Rod Dreher on the Amish and forgiveness:

What sets hearts apart is how they deal with sins and tragedies. In his suicide note, Mr. Roberts said one reason he did what he did was out of anger at God for the death of his infant daughter in 1997. Wouldn’t any parent wonder why God allowed that to happen? Mr. Roberts held onto his hatred, purifying it under pressure until it exploded in an act of infamy. That’s one way to deal with anger.

Another is the Amish way. If Mr. Roberts’ rage at God over the death of his baby girl was in some sense understandable, how much more comprehensible would be the rage of those Amish mothers and fathers whose children perished by his hand? Had my child suffered and died that way, I cannot imagine what would have become of me, for all my pretenses of piety. And yet, the Amish do not rage. They do not return evil for evil. In fact, they embody peace and love beyond all human understanding.

In our time, religion makes the front pages usually in the ghastliest ways. In the name of God, the faithful fly planes into buildings, blow themselves up to murder the innocent, burn down rival houses of worship, insult and condemn and cry out to heaven for vengeance. The wicked Rev. Fred Phelps and his crazy brood of fundamentalist vipers even planned to protest at the Amish children’s funeral, until Dallas-based radio talker Mike Gallagher, bless him, gave them an hour of his program if they would only let those poor people bury their dead in peace.

But sometimes, faith helps ordinary men and women do the humanly impossible: to forgive, to love, to heal and to redeem. It makes no sense. It is the most sensible thing in the world.

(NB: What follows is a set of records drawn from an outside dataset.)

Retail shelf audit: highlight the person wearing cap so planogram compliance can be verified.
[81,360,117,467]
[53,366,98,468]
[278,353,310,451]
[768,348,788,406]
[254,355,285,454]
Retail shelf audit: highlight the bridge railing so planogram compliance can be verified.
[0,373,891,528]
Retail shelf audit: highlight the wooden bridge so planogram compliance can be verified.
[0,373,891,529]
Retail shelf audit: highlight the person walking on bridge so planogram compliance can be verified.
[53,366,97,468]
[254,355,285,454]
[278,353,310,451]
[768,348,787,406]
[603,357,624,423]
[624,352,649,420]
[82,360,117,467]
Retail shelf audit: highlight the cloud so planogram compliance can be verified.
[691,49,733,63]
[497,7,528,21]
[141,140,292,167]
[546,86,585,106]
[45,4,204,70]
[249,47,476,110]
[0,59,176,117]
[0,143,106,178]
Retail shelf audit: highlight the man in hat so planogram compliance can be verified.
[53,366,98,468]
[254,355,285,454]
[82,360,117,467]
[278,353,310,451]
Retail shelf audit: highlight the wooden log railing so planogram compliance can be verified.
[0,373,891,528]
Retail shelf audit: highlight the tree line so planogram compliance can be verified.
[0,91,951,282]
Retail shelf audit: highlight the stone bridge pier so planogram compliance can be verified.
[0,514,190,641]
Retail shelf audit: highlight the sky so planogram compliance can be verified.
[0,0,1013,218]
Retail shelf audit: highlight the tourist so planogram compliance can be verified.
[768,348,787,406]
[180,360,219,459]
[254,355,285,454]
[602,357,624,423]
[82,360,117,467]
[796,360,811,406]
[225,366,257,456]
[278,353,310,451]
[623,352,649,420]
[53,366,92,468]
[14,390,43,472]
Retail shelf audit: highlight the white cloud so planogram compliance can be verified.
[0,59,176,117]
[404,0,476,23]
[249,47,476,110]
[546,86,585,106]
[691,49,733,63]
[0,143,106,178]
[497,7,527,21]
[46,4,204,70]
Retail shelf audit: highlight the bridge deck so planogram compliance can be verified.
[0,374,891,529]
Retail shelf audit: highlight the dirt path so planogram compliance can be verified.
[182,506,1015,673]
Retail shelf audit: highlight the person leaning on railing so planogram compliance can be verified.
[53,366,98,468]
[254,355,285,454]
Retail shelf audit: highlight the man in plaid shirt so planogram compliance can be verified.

The Amish have turned this occasion of spectacular evil into a bright witness to hope. Despite everything, a light shines in the darkness, and the darkness did not overcome it.

Jeff Jacoby begs to differ:

But hatred is not always wrong, and forgiveness is not always deserved. I admire the Amish villagers’ resolve to live up to their Christian ideals even amid heartbreak, but how many of us would really want to live in a society in which no one gets angry when children are slaughtered? In which even the most horrific acts of cruelty were always and instantly forgiven? There is a time to love and a time to hate, Ecclesiastes teaches. If anything deserves to be hated, surely it is the pitiless murder of innocents.

To voluntarily forgive those who have hurt you is beautiful and praiseworthy. That is what Jesus did on the cross, what Christians do when they say the Lord’s Prayer, what observant Jews do when they recite the bedtime Kriat Sh’ma. But to forgive those who have hurt — who have murdered — someone else? I cannot see how the world is made a better place by assuring someone who would do terrible things to others that he will be readily forgiven afterward, even if he shows no remorse.

There are indications that the killer in this case may have been in the grip of depression or delusion . Perhaps it was madness more than evil that drove him to commit this horror, in which case forgiveness might be more understandable.

But the Amish make it clear that their reaction would be the same either way. I wish them well, but I would not want to be like them, reacting to terrible crimes with dispassion and absolution. “Let those who love the Lord hate evil," the Psalmist writes. The murder of the Amish girls was a deeply hateful evil. There is nothing godly about pretending it wasn’t.

Dwight Longenecker takes a different angle

Contrast the Amish and Islamist. Both appear to be religious fanatics. Both societies are intentionally anti-modern. Both societies are culturally antique. The men with their beards, the women with their dark modest dress, the suspicion of the outside world, the suspicion of technology…they look pretty similar. And suddenly in Amish land just as in Islam land both societies are faced with wanton violence and unimaginable bloodshed. In both crazed gunmen execute innocent little girls.

The violence and insane killing does not surprise me. Murder is as ancient as Cain and Abel.

It is the different response that makes me gasp with sudden enlightenment. The different response among people in Lancaster County and people in Baghdad reveals the core difference between Islam and Christianity. In one culture they wail and beat their breasts and then plot how to murder their enemy. In the other they wail and beat their breasts, then load up their buggies to go and forgive their enemy.

At the heart of the Christian faith is forgiveness: the need for forgiveness, the way of forgiveness, and the power of forgiveness which is the cross of Christ. Is forgiveness a part of Islam? Have you ever heard any Muslim–radical, moderate or nominal–ever mention forgiveness at all? Even once? Have you ever got the idea that they even have it in their vocabulary? I haven’t.

I am no expert in Islam, but I do know that the cross of Christ is not at the center of Islam, and the demand to forgive and be forgiven (if it exists at all) is marginal. Instead the Muslim follows the only other form of ‘justice’ that humanity can conceive: retribution and revenge. In the face of violence, the downward spiral of retribution and revenge can only plunge everyone into more violence, bloodshed and grief.

Christianity stands that on its head. The Christian faith demands forgiveness–radical, crazy, totally total unconditional forgiveness.